I chose this part of your post, because the rest of your post is ridiculous.  We should not be developing laws and manufacturing checkpoints based purely on statistics.  If you believe this to be so, then I'm sure you are lobbying to have checkpoints based upon race, gender, height, weight, ethnicity, or any number of other things that sometimes seem (based on statistical data) to be related to certain crimes.  A whole lot of rapists are men!  I think we should have a checkpoint where men donate some sperm and it's run against a database!  See how that works?  Of course, if you're already gunning for "drunk drivers," then you're going to blame every crash that happens where someone has a blood alcohol level above a certain number on the alcohol.  I am sure that no one who has had a drink or two ever crashed for other reasons....

As for the above, let's take them one at a time.

1.  Throwing a cement block up and down and "barely catching it" should be against the law?  Good God, why?!  Who decides what "barely" is, or what even constitutes a "block"?  Why are you saying that the other alternative is a death?  If that person causes demonstrable harm, they should be held accountable.  This does not have to begin when they "barely" don't catch the cement.  Consider someone driving along and seeing a bunch of people by the side of the road engaged in that behavior, or someone glancing up and seeing what they are sure is going to be a cement block crashing down at them (though it gets caught), and that driver getting into a wreck.  If they can convince a jury that it's those pesky cement-tossing kids who caused the wreck, really, then they're going to get money in an ideal world, and the kids will bear some of the responsibility (or the parents in their stead) for the compensation owed the drivers of the wrecked vehicles.

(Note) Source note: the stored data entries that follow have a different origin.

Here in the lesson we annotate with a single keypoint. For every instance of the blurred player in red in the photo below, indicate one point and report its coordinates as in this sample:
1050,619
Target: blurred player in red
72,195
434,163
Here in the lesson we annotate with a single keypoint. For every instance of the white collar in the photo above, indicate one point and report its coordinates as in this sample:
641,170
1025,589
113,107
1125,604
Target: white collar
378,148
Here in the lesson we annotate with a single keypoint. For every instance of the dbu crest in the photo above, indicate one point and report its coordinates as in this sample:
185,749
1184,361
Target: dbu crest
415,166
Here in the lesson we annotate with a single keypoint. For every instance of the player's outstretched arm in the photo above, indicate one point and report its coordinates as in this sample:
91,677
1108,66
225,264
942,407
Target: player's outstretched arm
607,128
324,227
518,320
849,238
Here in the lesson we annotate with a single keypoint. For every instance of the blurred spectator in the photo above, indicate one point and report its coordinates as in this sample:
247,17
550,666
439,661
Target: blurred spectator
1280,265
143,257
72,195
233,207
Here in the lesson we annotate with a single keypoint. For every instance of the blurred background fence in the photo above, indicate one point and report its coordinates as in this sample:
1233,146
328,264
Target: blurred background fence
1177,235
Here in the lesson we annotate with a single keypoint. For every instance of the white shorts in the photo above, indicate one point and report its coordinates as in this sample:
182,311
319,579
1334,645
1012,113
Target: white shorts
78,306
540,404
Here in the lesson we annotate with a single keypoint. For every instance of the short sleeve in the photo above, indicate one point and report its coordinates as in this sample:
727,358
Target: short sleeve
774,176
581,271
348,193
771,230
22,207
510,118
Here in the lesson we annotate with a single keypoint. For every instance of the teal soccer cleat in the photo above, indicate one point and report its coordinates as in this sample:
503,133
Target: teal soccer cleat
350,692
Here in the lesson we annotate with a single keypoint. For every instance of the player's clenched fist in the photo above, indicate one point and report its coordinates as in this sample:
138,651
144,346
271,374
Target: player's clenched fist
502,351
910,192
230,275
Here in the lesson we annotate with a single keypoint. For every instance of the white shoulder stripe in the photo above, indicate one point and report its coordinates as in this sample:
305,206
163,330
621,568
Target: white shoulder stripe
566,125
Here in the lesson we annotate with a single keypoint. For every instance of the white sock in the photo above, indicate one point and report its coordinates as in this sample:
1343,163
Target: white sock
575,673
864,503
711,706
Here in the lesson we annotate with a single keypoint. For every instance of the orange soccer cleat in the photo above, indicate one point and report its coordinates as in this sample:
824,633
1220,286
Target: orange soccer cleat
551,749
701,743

You are still grasping at the idea that an action has an inevitable effect.  It doesn't.  

2.  Swinging a knife around in public goes along the same lines.  I notice you used "in public," though.  I'm curious:  did the person suddenly become less dangerous when they're on private property?  Swinging a knife around in an erratic fashion is what someone might consider someone to be doing when they're eating a steak.  Some folks "talk with their hands," even when those hands are holding utensils.  Quick, cart them off to jail?  What's that?  Discretion?  No.  Discretion isn't allowed.  If you are over the legal limit, you are drunk, you are to be yanked off the road, you are a hazard.  There is no discretion.  Likewise, if you are "swinging a knife around" you are going to jail, right?  All those chefs are totally going to be pissed when they are carted off.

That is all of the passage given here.